Что сказать еще, он не знал. Он снял пиджак, повесил на спинку стула, затем подошел и открыл окно. В комнату влетел звон кузнечиков. Навалившись на подоконник, Щеглов глубоко вздохнул, посмотрел на луну и как бы задумчиво произнес:
– Тихо-то как у вас…
– Могу заорать,– предложил Васька.
– Не надо,– сказал Юлий Петрович,– Спокойной ночи.
Оставшись один, он, безуспешно поискав какую-нибудь задвижку на двери, разделся, выключил свет и лег так, чтобы дверь была как можно дальше. Потом встал и придвинул к двери другую кровать.
Уже отлетая в небытие на правом боку, когда под веками закрутились рекламные ролики будущих снов, Юлий Петрович увидел музыку. Музыка была дубом.

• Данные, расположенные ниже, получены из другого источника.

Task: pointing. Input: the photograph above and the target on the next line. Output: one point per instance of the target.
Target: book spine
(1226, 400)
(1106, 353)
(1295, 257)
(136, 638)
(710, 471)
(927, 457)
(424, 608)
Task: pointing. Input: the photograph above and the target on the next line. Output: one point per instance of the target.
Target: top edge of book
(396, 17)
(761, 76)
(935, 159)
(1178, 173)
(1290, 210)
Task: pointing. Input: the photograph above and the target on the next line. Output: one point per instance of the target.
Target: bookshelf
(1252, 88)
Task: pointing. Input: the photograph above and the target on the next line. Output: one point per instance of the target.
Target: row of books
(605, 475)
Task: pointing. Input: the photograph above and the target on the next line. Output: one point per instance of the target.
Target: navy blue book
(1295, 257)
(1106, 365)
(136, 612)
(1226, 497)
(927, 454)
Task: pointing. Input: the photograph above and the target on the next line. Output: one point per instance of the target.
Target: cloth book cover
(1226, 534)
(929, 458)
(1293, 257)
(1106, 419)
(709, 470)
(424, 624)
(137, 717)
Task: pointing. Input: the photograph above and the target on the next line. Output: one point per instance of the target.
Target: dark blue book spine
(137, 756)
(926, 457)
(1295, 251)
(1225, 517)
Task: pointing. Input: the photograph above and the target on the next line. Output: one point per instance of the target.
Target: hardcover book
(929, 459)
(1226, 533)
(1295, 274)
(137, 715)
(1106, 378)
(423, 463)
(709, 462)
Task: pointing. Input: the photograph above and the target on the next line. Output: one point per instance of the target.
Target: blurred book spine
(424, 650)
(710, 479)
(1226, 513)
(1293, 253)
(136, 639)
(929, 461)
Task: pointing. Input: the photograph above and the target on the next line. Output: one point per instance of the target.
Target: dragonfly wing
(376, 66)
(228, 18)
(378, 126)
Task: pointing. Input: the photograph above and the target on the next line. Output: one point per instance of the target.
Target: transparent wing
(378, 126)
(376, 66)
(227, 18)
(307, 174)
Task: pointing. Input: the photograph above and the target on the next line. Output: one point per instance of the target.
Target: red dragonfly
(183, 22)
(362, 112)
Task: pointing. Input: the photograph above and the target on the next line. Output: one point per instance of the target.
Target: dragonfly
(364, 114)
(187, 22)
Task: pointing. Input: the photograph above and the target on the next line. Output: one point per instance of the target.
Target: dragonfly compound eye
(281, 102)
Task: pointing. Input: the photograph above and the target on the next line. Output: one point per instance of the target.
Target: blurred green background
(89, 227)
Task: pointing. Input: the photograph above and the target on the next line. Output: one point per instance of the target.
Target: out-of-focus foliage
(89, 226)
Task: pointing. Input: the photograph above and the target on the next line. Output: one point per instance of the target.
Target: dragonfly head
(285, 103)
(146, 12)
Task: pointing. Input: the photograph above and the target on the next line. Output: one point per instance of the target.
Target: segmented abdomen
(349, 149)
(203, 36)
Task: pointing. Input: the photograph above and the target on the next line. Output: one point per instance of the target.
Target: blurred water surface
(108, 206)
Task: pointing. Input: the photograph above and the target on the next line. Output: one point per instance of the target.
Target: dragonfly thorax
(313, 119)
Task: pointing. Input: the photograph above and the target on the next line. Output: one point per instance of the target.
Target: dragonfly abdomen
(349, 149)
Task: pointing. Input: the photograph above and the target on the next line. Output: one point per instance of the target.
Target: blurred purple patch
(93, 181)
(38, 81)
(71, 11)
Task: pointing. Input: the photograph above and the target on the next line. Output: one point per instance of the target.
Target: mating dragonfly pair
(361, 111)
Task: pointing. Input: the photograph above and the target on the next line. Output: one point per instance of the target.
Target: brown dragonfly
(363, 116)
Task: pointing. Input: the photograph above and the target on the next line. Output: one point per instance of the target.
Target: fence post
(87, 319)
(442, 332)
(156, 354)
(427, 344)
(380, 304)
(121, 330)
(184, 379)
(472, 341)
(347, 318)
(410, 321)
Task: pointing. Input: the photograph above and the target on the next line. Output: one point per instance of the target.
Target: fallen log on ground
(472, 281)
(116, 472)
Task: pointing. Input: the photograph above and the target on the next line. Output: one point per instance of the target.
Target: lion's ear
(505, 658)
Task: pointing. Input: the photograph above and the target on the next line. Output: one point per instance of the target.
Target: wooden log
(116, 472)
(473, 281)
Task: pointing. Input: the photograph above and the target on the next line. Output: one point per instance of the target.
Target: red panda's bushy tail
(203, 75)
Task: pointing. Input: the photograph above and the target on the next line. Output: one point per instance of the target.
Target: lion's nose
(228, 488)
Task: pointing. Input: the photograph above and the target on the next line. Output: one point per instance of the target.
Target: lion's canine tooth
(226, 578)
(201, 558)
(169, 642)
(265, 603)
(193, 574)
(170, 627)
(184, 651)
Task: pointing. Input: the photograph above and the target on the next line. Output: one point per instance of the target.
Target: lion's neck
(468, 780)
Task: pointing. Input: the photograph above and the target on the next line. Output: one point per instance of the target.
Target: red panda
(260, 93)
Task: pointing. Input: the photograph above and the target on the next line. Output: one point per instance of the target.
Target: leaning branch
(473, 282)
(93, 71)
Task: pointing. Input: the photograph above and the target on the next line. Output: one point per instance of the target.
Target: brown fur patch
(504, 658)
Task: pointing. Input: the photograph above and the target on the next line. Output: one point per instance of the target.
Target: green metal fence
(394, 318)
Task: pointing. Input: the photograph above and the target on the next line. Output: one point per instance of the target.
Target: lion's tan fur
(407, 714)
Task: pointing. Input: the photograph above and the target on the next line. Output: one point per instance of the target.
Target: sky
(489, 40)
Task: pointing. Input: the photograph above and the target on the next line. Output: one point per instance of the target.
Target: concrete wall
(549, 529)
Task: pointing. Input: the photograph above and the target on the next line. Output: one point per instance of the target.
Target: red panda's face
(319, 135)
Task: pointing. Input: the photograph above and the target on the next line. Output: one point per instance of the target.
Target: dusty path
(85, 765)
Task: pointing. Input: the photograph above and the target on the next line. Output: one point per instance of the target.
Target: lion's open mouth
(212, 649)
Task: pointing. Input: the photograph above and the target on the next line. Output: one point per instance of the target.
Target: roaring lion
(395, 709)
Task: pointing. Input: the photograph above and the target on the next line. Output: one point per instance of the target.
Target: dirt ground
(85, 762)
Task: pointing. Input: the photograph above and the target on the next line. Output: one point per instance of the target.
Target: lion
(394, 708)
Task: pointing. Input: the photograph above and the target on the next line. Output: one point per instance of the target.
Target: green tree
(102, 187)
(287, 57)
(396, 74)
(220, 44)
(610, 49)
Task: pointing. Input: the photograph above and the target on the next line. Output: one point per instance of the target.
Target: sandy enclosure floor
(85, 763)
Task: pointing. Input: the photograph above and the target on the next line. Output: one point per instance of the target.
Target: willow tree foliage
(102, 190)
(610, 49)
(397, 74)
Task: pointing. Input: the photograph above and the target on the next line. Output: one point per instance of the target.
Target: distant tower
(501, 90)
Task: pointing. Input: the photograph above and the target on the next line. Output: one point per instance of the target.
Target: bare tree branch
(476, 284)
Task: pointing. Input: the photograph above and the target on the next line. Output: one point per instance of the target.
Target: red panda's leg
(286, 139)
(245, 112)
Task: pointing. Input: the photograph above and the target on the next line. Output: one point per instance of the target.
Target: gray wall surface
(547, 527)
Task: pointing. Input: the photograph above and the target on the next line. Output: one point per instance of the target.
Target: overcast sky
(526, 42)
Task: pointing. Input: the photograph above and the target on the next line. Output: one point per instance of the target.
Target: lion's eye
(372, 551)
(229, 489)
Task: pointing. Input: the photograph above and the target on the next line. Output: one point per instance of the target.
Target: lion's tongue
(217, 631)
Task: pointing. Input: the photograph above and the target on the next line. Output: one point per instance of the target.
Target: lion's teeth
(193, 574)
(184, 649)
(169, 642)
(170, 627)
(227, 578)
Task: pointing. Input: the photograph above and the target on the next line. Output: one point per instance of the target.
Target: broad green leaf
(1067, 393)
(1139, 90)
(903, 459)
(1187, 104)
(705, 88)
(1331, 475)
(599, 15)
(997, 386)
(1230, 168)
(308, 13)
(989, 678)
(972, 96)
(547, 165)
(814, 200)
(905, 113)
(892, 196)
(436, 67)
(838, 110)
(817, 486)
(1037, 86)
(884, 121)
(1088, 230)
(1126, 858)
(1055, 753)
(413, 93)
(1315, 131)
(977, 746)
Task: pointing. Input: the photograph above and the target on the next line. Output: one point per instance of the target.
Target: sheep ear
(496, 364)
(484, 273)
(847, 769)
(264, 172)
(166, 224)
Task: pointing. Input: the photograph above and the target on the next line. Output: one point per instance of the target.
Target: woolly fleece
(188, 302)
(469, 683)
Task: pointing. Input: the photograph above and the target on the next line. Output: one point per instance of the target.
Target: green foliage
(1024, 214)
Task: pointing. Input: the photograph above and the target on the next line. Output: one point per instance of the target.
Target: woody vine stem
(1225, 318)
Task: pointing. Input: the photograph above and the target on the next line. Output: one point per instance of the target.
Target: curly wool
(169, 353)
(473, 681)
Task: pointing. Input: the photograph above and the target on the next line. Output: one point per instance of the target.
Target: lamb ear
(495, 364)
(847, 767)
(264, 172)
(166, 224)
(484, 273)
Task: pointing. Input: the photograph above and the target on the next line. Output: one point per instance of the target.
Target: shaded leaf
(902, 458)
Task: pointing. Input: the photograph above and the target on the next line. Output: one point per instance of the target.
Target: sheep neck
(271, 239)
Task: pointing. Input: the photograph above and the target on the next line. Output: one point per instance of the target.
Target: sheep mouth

Виолончель грубыми мазками начинала его от корней, распластанных в темноте, где, лишенная звучания, белыми нитями и уродливыми отростками таилась суть дерева, лишь потом выбираясь на поверхность видимостью сути,– и виолончель лепила ствол в мощной коре, ствол, уходящий высоко-высоко в раздвоенность, растроенность, размноженность, а в неистовых метаниях скрипки рождалось обилие изгибов и сплетений ветвей – зеркальное отражение подземной тайны,– и невесомо, как флейтовая тишина, в тончайших стиснутых сосудах засветился древесный сок, и открылось дыхание… "Си-бемоль! Си-бемоль, обтрясок!" – донеслось уже издалека…
Сон, приснившийся вслед за тем, был мелким и нелепым настолько, что Юлий Петрович принял его за явь.